Asian nations mark 60th Japan surrender

Asians marked the 60th anniversary of Japan's surrender in the Second World War by honouring their dead, burning Rising Sun flags and demanding compensation amid rekindled tensions over Japanese abuses. The peoples still can’t forget and even forgive the horrors of war.

The occasion inspired a rare joint commemoration by North Korea and South Korea, and spurred protesters in Hong Kong to burn Japan's flag and march on Tokyo's consulate chanting "Down with Japanese imperialism!"

In the Philippines, elderly women once forced to act as sex slaves for Japanese soldiers renewed demands for compensation and apologies. Former Australian prisoners of war returned to the Thai jungles where they laboured under brutal conditions to build the notorious Death Railway.
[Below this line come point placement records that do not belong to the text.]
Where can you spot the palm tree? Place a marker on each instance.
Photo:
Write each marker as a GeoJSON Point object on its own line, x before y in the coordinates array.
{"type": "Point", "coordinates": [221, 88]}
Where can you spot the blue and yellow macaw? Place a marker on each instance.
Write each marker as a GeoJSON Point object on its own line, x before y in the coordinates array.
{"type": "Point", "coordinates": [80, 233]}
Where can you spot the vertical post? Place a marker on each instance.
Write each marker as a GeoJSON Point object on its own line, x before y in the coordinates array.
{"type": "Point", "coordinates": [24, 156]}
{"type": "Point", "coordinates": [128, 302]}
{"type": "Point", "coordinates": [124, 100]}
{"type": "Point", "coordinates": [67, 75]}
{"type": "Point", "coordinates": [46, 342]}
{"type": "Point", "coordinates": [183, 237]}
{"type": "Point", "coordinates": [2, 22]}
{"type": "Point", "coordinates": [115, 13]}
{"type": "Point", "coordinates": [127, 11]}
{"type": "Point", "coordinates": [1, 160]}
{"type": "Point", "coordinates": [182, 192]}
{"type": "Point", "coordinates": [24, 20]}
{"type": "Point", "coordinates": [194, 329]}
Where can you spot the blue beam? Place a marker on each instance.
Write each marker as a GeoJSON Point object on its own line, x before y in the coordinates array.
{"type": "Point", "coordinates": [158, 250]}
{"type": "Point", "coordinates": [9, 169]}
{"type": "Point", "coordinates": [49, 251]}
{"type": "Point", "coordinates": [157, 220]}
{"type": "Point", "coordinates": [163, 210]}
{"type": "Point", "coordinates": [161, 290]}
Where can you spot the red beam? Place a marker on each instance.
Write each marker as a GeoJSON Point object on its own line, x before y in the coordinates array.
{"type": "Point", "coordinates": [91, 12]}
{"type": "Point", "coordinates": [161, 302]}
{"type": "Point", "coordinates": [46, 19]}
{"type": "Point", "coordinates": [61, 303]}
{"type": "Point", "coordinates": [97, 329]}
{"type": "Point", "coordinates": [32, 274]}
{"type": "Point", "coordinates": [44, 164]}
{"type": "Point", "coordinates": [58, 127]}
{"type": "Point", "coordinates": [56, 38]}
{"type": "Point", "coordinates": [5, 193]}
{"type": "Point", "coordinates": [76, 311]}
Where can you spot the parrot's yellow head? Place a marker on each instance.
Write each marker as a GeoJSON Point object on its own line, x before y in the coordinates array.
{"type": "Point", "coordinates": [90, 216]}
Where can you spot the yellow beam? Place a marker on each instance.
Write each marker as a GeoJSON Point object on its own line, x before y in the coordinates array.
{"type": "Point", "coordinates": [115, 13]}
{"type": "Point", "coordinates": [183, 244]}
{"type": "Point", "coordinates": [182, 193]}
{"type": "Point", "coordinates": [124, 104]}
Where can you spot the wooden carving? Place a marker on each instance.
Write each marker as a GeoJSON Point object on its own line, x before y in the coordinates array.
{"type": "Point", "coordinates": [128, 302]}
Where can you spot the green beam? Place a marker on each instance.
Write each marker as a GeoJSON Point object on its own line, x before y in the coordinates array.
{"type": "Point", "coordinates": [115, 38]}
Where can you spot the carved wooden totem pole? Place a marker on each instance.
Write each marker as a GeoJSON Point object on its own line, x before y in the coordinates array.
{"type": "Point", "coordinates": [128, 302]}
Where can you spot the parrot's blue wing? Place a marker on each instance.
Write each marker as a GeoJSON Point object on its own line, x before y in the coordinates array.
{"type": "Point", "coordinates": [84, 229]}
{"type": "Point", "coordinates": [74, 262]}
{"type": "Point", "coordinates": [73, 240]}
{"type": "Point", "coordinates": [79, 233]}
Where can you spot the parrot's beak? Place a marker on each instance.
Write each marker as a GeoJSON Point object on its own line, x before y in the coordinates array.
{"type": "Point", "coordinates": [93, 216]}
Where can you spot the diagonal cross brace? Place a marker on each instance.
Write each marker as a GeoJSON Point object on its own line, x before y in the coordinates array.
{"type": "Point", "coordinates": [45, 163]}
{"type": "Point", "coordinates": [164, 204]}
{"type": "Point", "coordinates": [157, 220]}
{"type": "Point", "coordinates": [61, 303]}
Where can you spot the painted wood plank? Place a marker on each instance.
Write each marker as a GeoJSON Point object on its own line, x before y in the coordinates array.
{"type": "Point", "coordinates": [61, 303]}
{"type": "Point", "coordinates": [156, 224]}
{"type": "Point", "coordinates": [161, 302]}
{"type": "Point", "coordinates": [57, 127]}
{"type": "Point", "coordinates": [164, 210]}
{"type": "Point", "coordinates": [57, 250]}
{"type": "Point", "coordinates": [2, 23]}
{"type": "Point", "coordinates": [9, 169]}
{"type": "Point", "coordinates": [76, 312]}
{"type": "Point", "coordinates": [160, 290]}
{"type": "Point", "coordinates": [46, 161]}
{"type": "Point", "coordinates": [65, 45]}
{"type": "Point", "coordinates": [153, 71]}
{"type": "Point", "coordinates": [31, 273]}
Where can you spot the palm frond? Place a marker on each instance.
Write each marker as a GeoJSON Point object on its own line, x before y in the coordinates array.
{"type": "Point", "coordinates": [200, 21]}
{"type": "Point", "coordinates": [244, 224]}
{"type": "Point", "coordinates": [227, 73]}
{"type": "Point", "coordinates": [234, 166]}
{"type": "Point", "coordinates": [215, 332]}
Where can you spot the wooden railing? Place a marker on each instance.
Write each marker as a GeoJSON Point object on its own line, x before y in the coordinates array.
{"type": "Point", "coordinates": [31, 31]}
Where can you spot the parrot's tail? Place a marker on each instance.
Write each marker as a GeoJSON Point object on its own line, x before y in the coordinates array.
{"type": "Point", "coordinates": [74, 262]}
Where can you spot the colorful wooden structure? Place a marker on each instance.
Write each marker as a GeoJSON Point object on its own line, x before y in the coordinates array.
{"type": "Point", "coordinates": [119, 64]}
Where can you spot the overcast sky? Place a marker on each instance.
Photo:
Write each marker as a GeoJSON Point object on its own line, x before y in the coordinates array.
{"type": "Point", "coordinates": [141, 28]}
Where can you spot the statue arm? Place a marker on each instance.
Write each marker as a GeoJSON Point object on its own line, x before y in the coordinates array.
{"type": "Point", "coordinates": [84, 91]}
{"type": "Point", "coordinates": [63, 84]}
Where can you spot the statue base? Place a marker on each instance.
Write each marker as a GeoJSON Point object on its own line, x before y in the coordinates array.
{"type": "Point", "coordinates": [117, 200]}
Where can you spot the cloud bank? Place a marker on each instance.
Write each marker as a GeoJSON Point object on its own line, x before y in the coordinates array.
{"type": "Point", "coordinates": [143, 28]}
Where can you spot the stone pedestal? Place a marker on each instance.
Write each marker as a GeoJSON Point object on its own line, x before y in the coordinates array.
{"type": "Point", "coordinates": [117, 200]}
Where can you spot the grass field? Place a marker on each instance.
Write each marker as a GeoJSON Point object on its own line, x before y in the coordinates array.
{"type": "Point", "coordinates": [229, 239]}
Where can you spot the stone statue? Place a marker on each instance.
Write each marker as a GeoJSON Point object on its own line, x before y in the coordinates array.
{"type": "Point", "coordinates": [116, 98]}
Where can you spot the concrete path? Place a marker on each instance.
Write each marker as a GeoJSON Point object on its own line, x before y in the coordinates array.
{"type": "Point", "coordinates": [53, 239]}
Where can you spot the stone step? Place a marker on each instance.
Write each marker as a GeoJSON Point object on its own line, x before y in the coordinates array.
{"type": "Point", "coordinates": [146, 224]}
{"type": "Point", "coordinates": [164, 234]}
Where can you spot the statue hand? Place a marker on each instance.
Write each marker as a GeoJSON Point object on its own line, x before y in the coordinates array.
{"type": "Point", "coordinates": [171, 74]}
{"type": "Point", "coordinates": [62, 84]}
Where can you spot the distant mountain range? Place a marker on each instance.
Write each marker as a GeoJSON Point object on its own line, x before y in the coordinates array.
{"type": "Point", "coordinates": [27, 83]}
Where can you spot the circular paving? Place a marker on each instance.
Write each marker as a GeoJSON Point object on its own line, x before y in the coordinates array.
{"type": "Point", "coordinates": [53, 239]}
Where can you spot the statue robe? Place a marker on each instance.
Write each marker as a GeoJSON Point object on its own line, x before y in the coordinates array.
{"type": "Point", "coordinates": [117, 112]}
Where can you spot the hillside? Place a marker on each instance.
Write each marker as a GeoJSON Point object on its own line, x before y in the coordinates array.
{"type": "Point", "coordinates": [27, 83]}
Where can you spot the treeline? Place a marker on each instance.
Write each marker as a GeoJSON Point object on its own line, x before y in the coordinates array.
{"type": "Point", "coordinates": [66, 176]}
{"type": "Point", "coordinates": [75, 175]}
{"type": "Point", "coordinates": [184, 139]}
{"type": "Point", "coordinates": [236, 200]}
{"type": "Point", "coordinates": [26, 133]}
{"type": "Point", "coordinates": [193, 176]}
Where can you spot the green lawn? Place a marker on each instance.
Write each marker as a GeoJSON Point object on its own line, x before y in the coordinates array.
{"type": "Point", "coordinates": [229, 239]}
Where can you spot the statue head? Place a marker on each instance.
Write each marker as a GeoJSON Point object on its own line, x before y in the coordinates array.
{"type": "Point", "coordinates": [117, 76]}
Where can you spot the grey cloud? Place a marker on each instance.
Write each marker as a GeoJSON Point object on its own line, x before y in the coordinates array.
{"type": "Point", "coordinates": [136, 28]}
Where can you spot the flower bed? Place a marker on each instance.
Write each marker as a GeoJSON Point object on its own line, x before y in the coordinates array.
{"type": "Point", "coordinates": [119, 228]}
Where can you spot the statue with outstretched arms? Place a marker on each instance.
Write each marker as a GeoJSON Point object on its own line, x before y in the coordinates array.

China exhorted its citizens to remember Tokyo's surrender on Aug. 15, 1945, with "a fresh wave of patriotism."

In Australia, thousands gathered at ceremonies around the country to mark the end of the war, with Prime Minister John Howard joined by Japan's ambassador to Australia Hideaki Ueda in laying a wreath at the national war memorial.

But that didn't mean the ghosts of the past had been laid to rest Down Under.

Max Williams, who fought in the jungles of Papua New Guinea, speculated that it would be easier for future generations to accept a Japanese presence at commemoration services.

"Politically, we've got to have them here. But that's as far as I'd like to say," Williams told Reuters.

More than 40,000 Australians were killed and 30,000 taken prisoner by the Japanese, including 20,000 detained in 1942 following the fall of Singapore to Japanese forces.

The outpouring of emotion laid bare unhealed wounds six decades after Japan's Emperor Hirohito conceded defeat in a radio broadcast, just days after the United States incinerated the cities of Hiroshima and Nagasaki with atomic bombs.

The anniversary comes as Japan's relations with its neighbours are at their most frayed condition in decades.

Regional strains stem partly from anxiety over North Korea's nuclear arms program and a dispute between Japan and China over resources in a contested area of the East China Sea. But there are also bitter complaints that Japan has not properly atoned for brutally occupying much of the region in the 1930s and '40s.